The Inception Team presented a system for Semantic Question Similarity in Arabic as part of the NSURL 2019 Task 8. The system explores different methods for determining question similarity in Arabic. Their best result was an ensemble model using a pre-trained multilingual BERT model, achieving a 95.924% F1-Score and ranking first among nine participating teams. Why it matters: This demonstrates strong performance on a key Arabic NLP task, advancing the state-of-the-art in semantic understanding for the language.
This paper introduces a nested embedding learning framework for Arabic NLP, utilizing Matryoshka Embedding Learning and multilingual models. The authors translated sentence similarity datasets into Arabic to enable comprehensive evaluation. Experiments on the Arabic Natural Language Inference dataset show Matryoshka embedding models outperform traditional models by 20-25% in capturing Arabic semantic nuances. Why it matters: This work advances Arabic NLP by providing a new method and evaluation benchmark for semantic similarity, which is crucial for tasks like information retrieval and text understanding.
This paper introduces an enhanced Dense Passage Retrieval (DPR) framework tailored for Arabic text retrieval. The core innovation is an Attentive Relevance Scoring (ARS) mechanism that improves semantic relevance modeling between questions and passages, replacing standard interaction methods. The method integrates pre-trained Arabic language models and architectural refinements, achieving improved retrieval and ranking accuracy for Arabic question answering. Why it matters: This work addresses the underrepresentation of Arabic in NLP research by providing a novel approach and publicly available code to improve Arabic text retrieval, which can benefit various applications like Arabic search engines and question-answering systems.
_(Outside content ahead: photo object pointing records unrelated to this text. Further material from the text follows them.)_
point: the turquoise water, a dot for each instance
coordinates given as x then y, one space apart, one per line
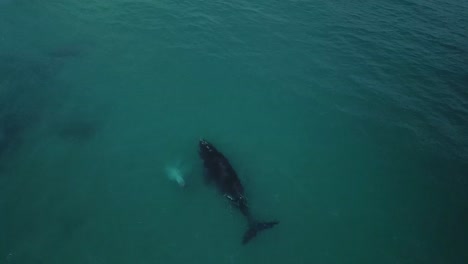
347 122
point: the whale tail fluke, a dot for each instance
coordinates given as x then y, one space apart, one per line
256 227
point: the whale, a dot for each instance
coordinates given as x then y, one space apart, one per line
218 171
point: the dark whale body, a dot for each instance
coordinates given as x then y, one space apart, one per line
220 172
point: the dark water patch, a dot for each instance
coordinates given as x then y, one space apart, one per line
27 88
78 130
10 133
72 50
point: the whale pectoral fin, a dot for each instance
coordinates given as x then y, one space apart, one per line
208 179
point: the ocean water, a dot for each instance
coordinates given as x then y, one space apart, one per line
346 121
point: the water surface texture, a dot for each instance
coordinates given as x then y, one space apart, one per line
347 121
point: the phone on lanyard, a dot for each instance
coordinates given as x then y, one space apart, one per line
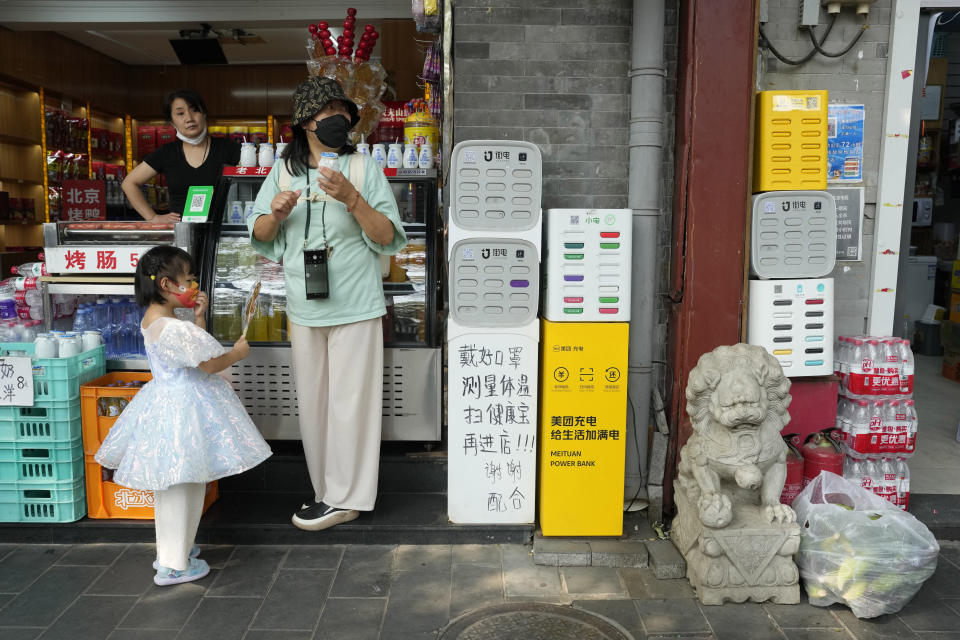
315 274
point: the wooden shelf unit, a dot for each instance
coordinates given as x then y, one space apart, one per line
21 162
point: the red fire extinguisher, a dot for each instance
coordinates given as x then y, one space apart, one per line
794 481
821 453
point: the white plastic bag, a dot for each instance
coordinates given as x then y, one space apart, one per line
867 554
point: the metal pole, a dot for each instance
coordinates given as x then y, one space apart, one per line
647 73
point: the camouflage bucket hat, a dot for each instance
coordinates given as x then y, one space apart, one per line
314 93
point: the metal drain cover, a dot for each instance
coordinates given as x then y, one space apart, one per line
532 621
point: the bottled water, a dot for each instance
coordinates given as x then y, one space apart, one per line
129 331
81 321
872 469
906 367
859 435
100 316
889 439
910 415
903 484
32 269
890 368
876 426
30 331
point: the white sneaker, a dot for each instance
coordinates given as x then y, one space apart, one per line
196 570
194 553
322 516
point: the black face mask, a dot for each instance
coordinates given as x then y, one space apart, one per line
332 132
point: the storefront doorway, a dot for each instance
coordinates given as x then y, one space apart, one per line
928 242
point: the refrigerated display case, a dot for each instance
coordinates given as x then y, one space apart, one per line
97 261
265 381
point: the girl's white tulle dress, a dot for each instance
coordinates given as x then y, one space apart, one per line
184 425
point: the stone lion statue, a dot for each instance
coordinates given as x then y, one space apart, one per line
737 398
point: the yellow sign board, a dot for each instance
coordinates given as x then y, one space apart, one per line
583 432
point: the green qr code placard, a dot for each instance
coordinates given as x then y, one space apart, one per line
198 204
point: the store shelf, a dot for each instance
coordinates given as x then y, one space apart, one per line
6 137
128 364
38 183
79 285
400 288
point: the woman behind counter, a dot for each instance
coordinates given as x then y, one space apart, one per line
195 159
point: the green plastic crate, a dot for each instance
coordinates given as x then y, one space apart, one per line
30 452
41 470
45 422
50 502
60 378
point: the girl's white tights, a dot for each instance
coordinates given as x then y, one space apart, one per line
177 513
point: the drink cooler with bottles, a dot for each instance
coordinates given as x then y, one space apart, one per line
229 268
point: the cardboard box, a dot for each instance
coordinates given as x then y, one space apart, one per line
814 405
953 310
583 427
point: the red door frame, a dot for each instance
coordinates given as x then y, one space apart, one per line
715 95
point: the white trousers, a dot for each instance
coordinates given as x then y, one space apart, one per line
339 374
177 512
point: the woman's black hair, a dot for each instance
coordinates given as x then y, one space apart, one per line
191 97
162 261
297 153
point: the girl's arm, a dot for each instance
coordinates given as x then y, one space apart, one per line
240 350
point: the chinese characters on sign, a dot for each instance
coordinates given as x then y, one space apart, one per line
84 200
492 416
845 143
16 382
94 259
246 171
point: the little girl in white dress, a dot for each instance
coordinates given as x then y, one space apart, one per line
186 427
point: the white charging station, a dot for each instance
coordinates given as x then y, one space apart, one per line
587 265
493 334
793 320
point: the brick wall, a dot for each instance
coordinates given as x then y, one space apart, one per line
555 73
859 77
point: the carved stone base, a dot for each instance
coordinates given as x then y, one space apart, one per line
749 559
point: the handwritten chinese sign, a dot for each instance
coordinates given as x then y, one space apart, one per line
78 259
492 427
84 200
16 382
849 222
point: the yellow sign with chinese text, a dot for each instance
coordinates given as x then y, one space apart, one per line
583 414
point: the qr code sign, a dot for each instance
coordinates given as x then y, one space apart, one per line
196 204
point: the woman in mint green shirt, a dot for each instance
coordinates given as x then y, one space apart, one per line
329 228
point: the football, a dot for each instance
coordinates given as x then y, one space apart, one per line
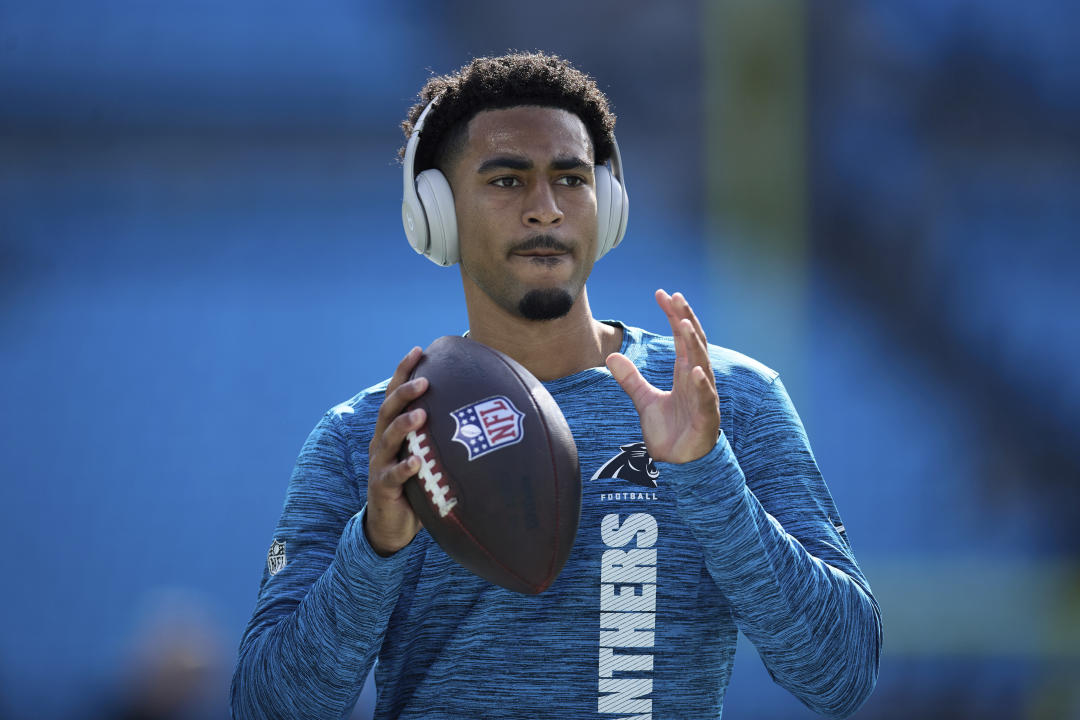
499 486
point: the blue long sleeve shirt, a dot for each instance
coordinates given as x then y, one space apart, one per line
671 560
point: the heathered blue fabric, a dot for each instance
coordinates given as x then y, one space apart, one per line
643 621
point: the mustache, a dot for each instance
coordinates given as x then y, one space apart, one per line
541 242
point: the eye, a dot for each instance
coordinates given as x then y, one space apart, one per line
571 180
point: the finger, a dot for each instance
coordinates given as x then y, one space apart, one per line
684 309
395 402
630 379
395 475
666 306
395 433
697 351
705 384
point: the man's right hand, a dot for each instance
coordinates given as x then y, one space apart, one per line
390 522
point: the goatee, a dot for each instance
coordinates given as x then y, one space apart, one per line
549 303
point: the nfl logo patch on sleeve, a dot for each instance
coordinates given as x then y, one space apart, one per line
275 558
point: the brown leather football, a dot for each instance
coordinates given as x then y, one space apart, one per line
499 488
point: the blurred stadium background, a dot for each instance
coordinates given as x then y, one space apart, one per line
200 253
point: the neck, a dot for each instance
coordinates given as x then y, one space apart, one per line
549 349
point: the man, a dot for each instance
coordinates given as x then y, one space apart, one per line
718 521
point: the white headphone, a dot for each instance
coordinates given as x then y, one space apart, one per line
431 225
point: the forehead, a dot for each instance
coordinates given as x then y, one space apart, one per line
531 131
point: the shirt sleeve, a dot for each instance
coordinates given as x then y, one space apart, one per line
775 547
320 617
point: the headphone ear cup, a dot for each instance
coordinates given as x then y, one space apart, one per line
607 211
437 200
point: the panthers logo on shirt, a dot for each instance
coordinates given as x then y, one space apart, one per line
633 464
275 558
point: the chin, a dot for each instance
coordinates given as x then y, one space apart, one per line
545 303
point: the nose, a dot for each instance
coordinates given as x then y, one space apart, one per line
541 208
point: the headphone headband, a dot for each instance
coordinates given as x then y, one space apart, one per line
431 225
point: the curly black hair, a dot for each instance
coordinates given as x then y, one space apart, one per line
507 81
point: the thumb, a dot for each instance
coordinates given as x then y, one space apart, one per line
630 379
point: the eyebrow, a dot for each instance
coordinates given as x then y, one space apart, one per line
517 162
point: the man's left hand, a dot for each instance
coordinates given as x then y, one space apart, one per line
680 424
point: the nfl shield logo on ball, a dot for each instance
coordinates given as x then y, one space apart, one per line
487 425
275 558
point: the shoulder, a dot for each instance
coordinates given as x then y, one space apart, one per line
355 417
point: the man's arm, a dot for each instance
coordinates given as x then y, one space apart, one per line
769 535
319 621
325 601
771 538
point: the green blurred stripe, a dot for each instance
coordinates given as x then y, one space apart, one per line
977 606
756 179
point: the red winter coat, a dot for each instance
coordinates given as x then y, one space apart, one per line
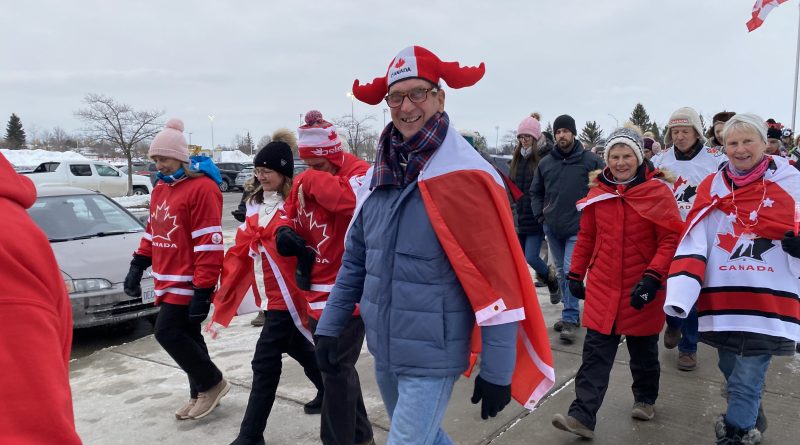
35 326
625 233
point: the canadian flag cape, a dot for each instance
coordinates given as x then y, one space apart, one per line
469 210
237 278
640 197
This paper presents a comparative study of pre-trained transformer models for Arabic question answering (QA). The study evaluates the performance of AraBERTv2-base, AraBERTv0.2-large, and AraELECTRA models on four reading comprehension datasets: Arabic-SQuAD, ARCD, AQAD, and TyDiQA-GoldP. The researchers fine-tuned these models and analyzed the results to understand the performance disparities. Why it matters: This research contributes to the advancement of Arabic NLP by evaluating and comparing state-of-the-art models on important QA tasks, addressing the scarcity of resources in this domain.